Eliot Cooper came up with the idea of giving children from lower decile schools the opportunity to have a hands-on experience of rural life as a way of giving something back to the industry.
Mary says at first some of the children were afraid of the animals and worried about getting dirty, but with encouragement from the Coopers and the Rural Women volunteers, they have blossomed.
“The children’s development in leading the calves has been amazing,” says Mary Cooper. “If you saw the children your heart would melt.”
During the farm visits the children also help feed pet lambs, and see other aspects of the farming operation such as the pigs, horses and farm dogs.
The Rural Women members prepare hearty farm lunches for the children and help them groom and lead their calves.
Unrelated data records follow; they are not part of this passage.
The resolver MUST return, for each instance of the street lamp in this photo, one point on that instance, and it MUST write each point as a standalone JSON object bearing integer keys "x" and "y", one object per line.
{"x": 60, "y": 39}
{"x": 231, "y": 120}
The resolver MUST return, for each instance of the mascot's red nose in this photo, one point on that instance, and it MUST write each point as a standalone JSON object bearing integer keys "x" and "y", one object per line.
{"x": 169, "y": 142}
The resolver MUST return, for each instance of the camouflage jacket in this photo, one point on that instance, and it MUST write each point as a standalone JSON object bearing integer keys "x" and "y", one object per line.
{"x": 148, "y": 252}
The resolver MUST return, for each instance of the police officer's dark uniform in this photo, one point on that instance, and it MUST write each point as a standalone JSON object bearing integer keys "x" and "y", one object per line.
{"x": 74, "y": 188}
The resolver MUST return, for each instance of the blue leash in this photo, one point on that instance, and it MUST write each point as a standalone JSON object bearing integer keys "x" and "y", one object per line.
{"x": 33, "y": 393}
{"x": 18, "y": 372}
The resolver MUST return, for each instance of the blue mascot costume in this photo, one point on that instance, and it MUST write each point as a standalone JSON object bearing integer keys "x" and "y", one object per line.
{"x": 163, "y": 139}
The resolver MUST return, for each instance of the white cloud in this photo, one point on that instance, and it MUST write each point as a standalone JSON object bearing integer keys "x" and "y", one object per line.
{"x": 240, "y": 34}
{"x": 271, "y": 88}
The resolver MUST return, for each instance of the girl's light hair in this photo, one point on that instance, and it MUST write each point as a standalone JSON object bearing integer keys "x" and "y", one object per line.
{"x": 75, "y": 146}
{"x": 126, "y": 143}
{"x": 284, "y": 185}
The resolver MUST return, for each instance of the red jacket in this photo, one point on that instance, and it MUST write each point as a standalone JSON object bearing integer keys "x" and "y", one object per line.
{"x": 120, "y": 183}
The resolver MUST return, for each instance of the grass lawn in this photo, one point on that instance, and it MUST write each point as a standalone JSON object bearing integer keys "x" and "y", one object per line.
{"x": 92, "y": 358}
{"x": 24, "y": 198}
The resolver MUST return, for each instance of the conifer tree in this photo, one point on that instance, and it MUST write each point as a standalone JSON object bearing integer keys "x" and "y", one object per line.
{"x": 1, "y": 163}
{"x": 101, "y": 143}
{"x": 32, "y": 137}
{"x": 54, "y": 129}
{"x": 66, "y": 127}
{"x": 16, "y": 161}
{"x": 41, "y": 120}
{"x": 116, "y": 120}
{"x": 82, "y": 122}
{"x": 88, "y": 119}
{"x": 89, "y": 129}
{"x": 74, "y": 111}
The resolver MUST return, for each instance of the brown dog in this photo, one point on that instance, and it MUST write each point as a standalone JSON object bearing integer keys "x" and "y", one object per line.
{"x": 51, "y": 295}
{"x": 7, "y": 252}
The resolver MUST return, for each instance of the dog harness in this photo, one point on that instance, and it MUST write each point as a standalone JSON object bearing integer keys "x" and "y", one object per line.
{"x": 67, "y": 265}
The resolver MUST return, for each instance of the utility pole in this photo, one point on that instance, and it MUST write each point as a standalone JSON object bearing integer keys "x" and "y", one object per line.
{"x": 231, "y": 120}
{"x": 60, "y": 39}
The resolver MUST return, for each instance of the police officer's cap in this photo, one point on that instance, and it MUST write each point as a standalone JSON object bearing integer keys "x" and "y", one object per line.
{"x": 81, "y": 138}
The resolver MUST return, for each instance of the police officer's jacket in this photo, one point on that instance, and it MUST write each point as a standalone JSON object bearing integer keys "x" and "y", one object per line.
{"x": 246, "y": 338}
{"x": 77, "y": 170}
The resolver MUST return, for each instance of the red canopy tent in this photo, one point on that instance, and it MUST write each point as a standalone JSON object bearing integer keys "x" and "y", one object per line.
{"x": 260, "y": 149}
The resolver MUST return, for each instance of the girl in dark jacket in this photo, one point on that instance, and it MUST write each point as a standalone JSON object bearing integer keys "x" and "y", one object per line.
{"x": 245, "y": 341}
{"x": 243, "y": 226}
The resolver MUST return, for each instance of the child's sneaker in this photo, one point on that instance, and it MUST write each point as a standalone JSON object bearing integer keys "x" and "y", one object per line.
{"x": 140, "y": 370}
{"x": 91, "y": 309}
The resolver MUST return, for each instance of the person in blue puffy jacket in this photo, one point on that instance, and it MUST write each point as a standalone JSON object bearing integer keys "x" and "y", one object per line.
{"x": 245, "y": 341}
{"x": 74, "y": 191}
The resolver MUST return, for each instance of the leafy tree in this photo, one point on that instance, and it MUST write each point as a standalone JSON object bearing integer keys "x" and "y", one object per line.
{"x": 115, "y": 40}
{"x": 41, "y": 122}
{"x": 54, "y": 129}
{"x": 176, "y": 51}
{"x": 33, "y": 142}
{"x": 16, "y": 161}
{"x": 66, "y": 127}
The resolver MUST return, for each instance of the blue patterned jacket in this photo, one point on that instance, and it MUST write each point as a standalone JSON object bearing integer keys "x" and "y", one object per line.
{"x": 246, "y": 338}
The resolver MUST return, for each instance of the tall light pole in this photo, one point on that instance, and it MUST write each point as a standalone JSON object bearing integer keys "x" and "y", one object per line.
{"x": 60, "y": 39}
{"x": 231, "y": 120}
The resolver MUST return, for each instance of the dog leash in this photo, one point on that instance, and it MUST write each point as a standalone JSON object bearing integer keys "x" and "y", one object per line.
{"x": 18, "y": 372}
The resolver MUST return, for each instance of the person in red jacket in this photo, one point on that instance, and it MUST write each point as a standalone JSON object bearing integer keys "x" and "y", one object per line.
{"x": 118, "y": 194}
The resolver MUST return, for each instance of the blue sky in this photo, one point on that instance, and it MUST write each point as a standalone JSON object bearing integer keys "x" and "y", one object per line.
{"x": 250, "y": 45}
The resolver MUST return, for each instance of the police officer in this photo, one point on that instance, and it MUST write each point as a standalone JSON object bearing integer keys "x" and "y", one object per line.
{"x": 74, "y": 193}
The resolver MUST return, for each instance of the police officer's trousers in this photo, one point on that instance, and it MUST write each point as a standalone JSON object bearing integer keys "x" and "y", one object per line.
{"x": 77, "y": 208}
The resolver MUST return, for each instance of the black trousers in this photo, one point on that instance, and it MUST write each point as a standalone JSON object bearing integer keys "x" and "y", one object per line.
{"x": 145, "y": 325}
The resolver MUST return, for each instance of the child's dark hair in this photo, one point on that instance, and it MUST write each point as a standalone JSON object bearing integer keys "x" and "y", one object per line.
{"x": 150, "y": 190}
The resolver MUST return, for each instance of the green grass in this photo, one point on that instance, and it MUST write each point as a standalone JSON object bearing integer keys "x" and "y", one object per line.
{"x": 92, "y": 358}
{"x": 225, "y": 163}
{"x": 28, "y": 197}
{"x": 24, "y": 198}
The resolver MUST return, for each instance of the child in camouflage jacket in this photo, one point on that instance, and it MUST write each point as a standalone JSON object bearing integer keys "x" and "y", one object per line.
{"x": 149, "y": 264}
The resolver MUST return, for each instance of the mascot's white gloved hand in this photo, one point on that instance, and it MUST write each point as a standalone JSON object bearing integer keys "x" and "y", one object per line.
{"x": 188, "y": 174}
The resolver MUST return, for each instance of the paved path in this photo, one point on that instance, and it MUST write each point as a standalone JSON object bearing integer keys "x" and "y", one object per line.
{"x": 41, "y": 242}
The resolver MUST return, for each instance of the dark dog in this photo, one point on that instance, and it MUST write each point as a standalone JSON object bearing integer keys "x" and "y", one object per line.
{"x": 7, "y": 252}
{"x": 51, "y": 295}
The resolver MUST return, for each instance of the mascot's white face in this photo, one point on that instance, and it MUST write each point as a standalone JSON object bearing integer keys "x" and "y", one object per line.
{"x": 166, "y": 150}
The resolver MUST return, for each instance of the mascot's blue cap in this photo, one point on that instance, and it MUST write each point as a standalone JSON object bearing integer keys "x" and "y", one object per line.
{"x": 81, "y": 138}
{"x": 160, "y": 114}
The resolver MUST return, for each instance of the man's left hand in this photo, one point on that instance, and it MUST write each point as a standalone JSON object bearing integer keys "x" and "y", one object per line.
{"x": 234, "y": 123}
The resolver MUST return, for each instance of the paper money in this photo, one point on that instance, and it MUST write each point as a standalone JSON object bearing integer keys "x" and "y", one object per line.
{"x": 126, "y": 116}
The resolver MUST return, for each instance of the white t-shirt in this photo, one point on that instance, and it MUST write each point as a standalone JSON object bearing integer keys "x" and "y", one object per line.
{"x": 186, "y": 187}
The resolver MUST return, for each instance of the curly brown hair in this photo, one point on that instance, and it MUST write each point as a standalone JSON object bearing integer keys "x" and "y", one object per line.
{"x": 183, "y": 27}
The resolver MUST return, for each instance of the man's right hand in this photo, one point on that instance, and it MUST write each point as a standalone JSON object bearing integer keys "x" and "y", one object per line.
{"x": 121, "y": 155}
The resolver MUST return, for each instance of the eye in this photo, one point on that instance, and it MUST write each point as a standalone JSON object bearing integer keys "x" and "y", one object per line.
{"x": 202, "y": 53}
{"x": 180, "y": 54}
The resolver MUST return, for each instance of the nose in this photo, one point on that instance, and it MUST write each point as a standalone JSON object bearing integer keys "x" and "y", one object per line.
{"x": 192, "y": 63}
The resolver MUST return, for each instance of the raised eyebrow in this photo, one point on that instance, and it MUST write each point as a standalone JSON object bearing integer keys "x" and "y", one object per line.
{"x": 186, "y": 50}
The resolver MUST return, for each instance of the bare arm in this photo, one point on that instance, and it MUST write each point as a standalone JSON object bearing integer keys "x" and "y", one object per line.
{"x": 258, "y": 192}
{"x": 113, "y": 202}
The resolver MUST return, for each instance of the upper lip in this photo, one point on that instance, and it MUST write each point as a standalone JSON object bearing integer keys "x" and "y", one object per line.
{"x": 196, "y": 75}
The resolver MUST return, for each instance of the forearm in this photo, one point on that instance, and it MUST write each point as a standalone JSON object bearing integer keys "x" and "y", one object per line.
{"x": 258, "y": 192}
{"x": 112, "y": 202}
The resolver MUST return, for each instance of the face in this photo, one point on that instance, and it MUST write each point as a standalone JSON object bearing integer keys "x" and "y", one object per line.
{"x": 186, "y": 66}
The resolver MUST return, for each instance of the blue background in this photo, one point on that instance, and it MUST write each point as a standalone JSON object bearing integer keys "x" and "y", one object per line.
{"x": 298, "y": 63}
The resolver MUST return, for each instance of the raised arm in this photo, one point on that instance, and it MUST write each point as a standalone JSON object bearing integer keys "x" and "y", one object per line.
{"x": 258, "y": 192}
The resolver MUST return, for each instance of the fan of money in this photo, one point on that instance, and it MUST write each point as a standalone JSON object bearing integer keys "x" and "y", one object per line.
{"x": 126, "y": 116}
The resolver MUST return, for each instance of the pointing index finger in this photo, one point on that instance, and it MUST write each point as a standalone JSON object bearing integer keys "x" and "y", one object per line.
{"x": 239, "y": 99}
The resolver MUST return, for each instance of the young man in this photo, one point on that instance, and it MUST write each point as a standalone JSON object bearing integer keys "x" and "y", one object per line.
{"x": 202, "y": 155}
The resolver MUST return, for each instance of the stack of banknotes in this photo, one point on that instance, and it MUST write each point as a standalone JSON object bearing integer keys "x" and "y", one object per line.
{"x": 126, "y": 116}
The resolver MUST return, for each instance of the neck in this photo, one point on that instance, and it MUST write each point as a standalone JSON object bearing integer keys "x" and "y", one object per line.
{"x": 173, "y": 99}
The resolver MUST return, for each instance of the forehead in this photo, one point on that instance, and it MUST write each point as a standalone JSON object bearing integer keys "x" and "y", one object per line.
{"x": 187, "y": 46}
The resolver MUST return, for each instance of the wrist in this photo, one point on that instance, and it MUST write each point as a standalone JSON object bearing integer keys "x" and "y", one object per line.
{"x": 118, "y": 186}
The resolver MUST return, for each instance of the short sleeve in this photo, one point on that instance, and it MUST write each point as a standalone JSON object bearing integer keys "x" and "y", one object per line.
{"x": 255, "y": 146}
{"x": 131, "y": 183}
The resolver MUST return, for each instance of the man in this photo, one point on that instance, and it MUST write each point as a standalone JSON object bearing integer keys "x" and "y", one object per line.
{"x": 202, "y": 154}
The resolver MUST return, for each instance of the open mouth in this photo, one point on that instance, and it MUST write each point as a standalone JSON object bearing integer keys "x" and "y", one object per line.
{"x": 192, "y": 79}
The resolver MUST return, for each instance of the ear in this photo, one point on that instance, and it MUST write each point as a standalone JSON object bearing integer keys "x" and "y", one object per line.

Fonterra has also supported the project, giving milk for the children’s lunches and providing halters for the 23 calves.
Next the calves will be heading off to Flaxmere school for a calf club day organized by the Coopers. With two show rings, the children will parade their calves and compete for cups and ribbons for leading, care and attention and champion calf.
At school the children have kept calf diaries and decorated their calf covers, which will also be judged.
Now Eliot hopes to make the calf rearing project an annual event and expand it to other schools.